C'était très intéressant. L'orateur a su tenir son auditoire en haleine, même si celui-ci était quelque peu clairsemé.

J'ai voulu expérimenter la différence entre les écrits et donc le parler du professeur de philosophie.

Et je n'ai point été déçu quant à la qualité et le positivisme de ce monsieur.

Pour moi la grande idée à retenir est la connaissance de son inconscient qui ne se révèle sciemment qu'en cas de grande difficulté. Comme une claque salutaire.
Dans le péril, croît aussi ce qui sauve
comme l'affirme avec justesse le poète allemand Friedrich Holderlein. L'échec n'est pas en effet une porte qui se ferme, mais plutôt une fenêtre qui s'ouvre. C'est le fameux réel - le kairos comme l'appelaient les Grecs désignant ainsi le moment où le réel s'offre à nous mais de manière inédite. Ce moment opportun ou occasion favorable permet de lire, de voir ce qui était à présent caché ou non encore révélé. Un outil de connaissance en quelque sorte qui déchire le réel.

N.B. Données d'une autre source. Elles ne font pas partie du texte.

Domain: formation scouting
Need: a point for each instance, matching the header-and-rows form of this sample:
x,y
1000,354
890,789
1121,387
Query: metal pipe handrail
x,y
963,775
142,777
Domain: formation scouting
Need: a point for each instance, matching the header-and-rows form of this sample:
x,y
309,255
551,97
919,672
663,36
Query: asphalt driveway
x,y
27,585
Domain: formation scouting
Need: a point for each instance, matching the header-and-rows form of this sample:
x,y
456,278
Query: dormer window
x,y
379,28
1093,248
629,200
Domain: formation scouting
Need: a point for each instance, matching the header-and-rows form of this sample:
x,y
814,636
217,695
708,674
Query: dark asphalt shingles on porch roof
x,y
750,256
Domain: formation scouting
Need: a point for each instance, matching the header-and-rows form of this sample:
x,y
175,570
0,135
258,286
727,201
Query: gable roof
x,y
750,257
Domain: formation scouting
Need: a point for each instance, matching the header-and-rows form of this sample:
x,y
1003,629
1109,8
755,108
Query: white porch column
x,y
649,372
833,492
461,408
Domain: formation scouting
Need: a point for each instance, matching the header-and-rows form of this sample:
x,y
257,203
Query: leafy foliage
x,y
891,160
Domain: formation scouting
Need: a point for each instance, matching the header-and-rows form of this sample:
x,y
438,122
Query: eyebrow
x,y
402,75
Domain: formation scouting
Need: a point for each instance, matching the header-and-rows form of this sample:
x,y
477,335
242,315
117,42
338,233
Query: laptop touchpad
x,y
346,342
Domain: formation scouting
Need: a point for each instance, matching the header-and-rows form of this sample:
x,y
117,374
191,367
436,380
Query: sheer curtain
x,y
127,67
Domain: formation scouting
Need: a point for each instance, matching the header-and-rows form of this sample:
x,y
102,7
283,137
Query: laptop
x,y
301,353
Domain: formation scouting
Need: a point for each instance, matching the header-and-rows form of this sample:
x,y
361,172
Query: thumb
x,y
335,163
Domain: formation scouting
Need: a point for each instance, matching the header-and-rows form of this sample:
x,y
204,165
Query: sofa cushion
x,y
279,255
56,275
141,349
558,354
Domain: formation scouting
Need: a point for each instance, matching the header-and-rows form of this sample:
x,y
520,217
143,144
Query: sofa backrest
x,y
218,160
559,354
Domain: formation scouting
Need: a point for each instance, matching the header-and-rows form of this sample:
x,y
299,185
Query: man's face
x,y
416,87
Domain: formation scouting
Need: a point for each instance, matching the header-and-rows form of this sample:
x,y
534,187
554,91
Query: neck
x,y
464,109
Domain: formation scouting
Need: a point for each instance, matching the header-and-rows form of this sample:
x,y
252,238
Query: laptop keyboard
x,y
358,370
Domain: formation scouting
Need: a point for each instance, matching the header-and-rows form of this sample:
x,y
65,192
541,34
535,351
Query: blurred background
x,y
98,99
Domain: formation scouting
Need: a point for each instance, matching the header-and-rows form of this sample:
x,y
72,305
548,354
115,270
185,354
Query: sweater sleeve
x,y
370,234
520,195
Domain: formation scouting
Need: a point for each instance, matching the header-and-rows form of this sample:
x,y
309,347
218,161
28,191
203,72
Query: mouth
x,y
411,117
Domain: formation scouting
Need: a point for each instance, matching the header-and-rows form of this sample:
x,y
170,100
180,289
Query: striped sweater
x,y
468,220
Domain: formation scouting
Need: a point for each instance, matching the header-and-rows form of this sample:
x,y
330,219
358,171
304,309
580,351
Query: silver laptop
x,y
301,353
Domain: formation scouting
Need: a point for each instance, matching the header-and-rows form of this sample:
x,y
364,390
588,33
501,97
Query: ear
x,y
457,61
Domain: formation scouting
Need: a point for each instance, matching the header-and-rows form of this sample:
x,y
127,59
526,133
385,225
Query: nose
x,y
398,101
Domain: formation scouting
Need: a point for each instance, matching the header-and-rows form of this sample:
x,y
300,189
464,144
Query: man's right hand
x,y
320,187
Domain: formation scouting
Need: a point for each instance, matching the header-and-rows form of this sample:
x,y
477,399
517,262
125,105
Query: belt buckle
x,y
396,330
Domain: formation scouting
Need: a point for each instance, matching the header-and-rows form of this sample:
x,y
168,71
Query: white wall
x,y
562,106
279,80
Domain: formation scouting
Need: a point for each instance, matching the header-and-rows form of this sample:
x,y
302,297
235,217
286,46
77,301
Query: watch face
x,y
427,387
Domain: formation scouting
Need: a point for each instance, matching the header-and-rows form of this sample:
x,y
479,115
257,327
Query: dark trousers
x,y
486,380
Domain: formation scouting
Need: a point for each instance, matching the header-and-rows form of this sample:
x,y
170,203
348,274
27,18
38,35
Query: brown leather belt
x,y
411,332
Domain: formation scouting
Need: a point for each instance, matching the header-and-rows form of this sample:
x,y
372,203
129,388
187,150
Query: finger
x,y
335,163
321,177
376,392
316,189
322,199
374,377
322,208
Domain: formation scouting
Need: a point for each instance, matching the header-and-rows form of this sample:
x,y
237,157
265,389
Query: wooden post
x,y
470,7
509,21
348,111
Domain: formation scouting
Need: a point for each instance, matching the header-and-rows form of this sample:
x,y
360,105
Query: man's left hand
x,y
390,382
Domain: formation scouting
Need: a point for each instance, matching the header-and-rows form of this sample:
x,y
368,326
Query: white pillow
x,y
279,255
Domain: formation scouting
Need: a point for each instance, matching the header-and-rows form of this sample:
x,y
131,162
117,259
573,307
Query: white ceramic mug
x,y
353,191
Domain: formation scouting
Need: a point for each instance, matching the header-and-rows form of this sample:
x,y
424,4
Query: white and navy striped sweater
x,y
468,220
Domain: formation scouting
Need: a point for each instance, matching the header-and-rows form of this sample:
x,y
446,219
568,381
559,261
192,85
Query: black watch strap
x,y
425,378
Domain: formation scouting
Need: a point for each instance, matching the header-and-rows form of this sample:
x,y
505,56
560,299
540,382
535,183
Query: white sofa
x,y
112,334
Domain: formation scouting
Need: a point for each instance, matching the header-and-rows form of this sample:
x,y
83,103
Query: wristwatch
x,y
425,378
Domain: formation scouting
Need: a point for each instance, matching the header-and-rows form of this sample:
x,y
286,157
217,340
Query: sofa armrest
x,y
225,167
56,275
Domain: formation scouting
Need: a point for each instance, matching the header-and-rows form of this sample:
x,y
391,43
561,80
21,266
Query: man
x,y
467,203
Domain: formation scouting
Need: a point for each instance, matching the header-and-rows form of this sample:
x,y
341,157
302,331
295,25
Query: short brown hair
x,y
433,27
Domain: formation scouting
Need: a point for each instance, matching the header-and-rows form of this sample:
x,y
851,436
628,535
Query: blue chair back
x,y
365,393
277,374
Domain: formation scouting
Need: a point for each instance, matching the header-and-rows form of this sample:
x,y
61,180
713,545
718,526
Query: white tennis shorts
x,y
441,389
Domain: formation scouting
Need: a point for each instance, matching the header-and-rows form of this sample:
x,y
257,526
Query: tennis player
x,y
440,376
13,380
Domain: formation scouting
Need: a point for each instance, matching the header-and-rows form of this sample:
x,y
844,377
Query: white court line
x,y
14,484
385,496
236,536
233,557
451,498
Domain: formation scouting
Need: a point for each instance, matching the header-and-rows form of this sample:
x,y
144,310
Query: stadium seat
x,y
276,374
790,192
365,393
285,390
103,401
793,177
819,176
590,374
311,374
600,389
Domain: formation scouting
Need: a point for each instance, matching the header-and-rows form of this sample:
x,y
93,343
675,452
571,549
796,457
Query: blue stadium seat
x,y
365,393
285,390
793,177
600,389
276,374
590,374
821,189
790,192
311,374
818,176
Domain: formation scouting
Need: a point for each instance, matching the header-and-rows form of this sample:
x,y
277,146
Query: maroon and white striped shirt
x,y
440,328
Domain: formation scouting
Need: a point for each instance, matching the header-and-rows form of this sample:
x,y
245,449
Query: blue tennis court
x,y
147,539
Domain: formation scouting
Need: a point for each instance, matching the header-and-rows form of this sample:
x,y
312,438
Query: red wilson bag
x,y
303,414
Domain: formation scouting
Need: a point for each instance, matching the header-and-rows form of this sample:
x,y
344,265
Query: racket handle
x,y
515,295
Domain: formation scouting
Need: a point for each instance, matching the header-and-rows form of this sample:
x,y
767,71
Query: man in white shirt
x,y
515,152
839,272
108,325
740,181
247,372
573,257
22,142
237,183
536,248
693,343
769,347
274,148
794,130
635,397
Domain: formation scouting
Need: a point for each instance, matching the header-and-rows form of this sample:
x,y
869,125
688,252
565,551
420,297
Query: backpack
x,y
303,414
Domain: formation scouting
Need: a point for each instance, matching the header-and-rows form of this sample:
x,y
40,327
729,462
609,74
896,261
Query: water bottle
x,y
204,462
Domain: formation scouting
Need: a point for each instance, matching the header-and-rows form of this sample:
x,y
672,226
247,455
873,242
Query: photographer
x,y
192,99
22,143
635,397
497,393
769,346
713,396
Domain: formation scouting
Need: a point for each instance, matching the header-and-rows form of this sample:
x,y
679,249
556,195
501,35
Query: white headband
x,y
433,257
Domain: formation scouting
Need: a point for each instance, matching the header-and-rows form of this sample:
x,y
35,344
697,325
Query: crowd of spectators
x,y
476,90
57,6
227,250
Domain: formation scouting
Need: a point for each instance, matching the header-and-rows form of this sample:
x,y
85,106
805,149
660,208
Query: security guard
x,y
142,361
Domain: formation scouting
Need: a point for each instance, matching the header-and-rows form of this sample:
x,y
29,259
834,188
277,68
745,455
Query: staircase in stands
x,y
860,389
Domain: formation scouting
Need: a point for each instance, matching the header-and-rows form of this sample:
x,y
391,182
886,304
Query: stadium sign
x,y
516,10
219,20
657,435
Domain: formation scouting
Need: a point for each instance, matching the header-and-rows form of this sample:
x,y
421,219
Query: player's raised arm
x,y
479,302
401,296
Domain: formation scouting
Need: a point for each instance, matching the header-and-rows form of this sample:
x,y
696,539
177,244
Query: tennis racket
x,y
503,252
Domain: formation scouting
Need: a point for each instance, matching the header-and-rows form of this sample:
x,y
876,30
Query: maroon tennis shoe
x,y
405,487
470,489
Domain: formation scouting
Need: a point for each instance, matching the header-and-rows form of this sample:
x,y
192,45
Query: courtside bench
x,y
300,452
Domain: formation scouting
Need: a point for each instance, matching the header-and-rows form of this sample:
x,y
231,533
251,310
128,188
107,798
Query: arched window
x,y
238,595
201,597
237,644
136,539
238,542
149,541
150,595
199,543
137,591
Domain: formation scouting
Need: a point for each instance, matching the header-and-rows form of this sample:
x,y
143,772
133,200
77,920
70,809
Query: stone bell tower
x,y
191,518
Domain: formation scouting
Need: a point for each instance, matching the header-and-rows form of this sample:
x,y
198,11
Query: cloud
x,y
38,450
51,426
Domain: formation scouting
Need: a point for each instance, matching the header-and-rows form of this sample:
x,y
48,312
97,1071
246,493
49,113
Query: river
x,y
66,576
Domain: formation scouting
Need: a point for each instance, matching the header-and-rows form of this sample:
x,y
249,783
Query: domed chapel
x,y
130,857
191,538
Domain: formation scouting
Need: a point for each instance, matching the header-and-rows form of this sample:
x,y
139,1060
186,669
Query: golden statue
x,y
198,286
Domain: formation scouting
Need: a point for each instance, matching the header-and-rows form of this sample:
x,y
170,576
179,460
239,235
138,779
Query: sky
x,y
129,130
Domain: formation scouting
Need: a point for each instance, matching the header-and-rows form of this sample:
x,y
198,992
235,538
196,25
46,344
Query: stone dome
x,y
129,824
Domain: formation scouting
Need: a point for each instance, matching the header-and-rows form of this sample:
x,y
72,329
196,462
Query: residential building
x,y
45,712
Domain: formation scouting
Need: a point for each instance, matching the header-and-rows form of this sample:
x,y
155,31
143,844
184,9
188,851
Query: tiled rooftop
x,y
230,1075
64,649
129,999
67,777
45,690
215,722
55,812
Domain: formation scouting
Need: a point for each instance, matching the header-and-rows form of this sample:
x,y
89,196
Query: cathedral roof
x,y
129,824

Notre philosophe nous apprend ainsi qu'aux jeux du même nom, le mot "échec" viendrait de l'arabe "al cheikh mat" qui a donné "échec et mat" et signifiant le roi est mort. Vive le roi !
Mais Charles Pépin pense aussi que ce même mot viendrait peut-être du vieux français "eschec" qui signifie butin. Ce dernier étant un signe de victoire. Cette étymologie nous guidant vers la sagesse.
Nos échecs sont des butins, et parfois même de véritables trésors. Il faut prendre le risque de vivre pour les découvrir, et les partager pour en estimer le prix.